Russia's non-oil deficit falling but not far or fast enough

Russia's non-oil deficit falling but not far or fast enough
Oil vs non-oil revenues and deficit in Russia's tax revenue and budget / bne IntelliNews
By Ben Aris in Berlin May 18, 2017

Oil used to be the key factor in Russia’s budget income, and since prices collapsed at the end of 2014 the non-oil income has become more important.

Oil revenues have always made up about half of the finance ministry’s budget revenues as a percentage of GDP over the last decade. In absolute terms the amount of cash has risen steeply, but that has lifted the whole economy, keeping the proportion in the revenues about the same. (2009 was an exception, when it fell to 40% after oil prices fell briefly to $35.)

However, more recently oil’s share has fallen again but remains very volatile as a share of revenues, leaving the Kremlin to try and cope with very volatile income.
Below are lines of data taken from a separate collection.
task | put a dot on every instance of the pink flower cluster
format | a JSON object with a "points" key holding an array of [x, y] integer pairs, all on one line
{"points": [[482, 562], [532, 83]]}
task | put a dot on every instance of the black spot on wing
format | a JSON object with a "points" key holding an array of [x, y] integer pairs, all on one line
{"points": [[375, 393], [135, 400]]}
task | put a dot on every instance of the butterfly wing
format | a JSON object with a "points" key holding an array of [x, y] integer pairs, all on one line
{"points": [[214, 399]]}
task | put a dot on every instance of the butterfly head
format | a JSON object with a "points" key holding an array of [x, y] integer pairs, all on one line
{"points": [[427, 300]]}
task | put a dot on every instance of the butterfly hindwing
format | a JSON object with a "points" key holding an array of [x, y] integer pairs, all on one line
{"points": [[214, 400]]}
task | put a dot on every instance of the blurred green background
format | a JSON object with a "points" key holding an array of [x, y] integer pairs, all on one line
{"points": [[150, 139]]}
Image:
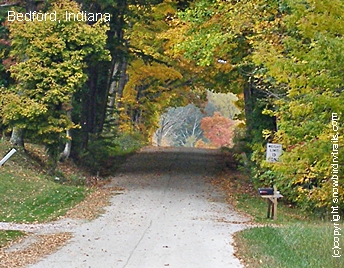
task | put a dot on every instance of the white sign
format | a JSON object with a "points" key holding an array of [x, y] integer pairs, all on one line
{"points": [[273, 151]]}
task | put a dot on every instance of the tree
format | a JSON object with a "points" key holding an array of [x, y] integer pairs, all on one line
{"points": [[180, 126], [306, 59], [219, 130], [51, 58]]}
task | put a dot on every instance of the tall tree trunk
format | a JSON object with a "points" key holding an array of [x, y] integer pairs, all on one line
{"points": [[68, 146], [17, 137], [248, 104]]}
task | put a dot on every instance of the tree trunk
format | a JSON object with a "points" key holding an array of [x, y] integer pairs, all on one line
{"points": [[68, 147], [17, 137], [248, 104]]}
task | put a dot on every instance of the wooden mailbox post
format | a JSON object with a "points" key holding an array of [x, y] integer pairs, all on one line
{"points": [[271, 196]]}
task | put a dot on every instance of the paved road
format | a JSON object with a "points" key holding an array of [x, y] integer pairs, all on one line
{"points": [[168, 216]]}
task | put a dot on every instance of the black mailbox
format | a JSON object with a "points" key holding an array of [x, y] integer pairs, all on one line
{"points": [[266, 191]]}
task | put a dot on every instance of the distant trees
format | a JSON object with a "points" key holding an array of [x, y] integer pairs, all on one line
{"points": [[190, 126]]}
In 2016, the share of oil revenues in the government’s income bounced between 25% (March, December) and 50% (May, November).

At the same time, the absolute amount of cash the Kremlin earned from oil exports remained relatively stable at just under RUB500bn (currently $8.64bn) per month for most of the last two and half years. This is because Russia has worked hard to make up for the fall in prices by increasing the volume of oil produced to a record 11mn barrels a day. More rises are now curbed by a deal with Opec signed at the end of last year and due to be renewed at the oil producing cartel’s Vienna meeting in June.

The role of oil is important to understand the deficit’s significance for Russia’s economic health. While the finance ministry is fully focused on funding the headline federal budget deficit – Russia is on course to run a 2% of GDP deficit in 2017 – the more important deficit is the non-oil deficit (what the budget deficit would be if all the oil magically disappeared).

Russia has always used its oil revenues to subsidise budget spending, so even in the boom years when it ran a nominal budget surplus, the non-oil deficit was actually negative and the finance ministry targetted 4% as a comfortable compromise between supercharging economic growth and building up reserves.

In crisis years the non-oil deficit balloons out as the government is forced to tap oil income and reserves to bail out the struggling economy. In 2009, the non-oil deficit reached some -13% of GDP, which is not sustainable.

In general, the non-oil deficit is a much better gauge of how well the finance ministry is coping with the crisis than the headline deficit and it has been doing a good job, although here too the government finances remain exposed to oil price fluctuation shocks.

The ministry started 2016 with a non-oil deficit of 13% in the first quarter, but during the rest of the year managed to wrangle it down to 9%, with a low of 6% in November before the traditional holiday season blow out in December when the non-oil deficit spiked to 20%.

This year is looking a little better as the finance ministry started with a 7.2% non-oil deficit in January, which rose to 12% in February, but once spring arrives, and assuming another good harvest this year, the finance ministry should be able to wrangle the non-oil deficit down again. However, without deep reforms and a return to strong growth the preferred -4% for the non-oil deficit will not be obtainable in the foreseeable future.